|My weapons … the gun i call Mike and the knife Ike! Once again, They are my only friends … my only allies … and my hope!|
Just as The Shadow series was about to draw to a close, DC released this short-lived series featuring another 1930s pulp character, the Avenger, with most of the original stories written by Paul Ernst writing as Kenneth Robeson. Like The Shadow series, Denny O’Neil handled the writing duties and had a crossover story in The Shadow #11. The art in the first issue was by Al McWilliams but what makes the series stand out is the art on the remainder of the series by Jack Kirby and Mike Royer. Jack Kirby is of course the comics legend who helped create characters such as Captain America and other Marvel staples such as the Fantastic Four, X-Men and the Hulk as well as the Fourth World mythos for DC.

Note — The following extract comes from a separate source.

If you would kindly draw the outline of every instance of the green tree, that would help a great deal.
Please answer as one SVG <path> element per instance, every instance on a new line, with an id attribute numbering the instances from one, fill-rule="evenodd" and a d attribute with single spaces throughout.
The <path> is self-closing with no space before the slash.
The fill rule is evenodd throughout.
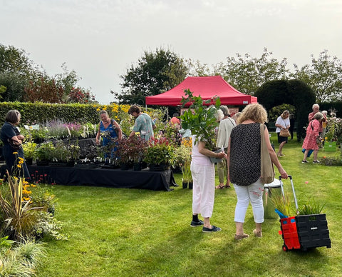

The first issue features the origin of the Avenger. Richard Benson is an adventurer and explorer who boards a plane to Montreal with his wife and daughter. On returning from the bathroom, he finds his wife and daughter missing along with another passenger. Everyone else on the plane insists that they were never on it and in an ensuing fight Benson is knocked out cold. He awakes three weeks later in hospital to find that his skin and hair have turned white and that he can mold his face so as to mimic others. Benson then sets off to investigate what happened to his wife and daughter and avenge them.
All the stories can standalone but, as he picks up new members for his Justice Inc. crime fighting operation along the way with each issue, should be read in order if possible. The first story is about a hostile company takeover but the remaining stories all feature some technological or scientific discovery as the focus of the story.
The series features more pulpy goodness from O’Neil and fabulous art from Kirby. The technology based stories and face changing antics of the Avenger puts me in mind of the Mission Impossible TV series and it would be interesting to find out if O’Neil was influenced by this or if it was a feature of the original pulps. Worth a look for fans of Jack Kirby if you can find it.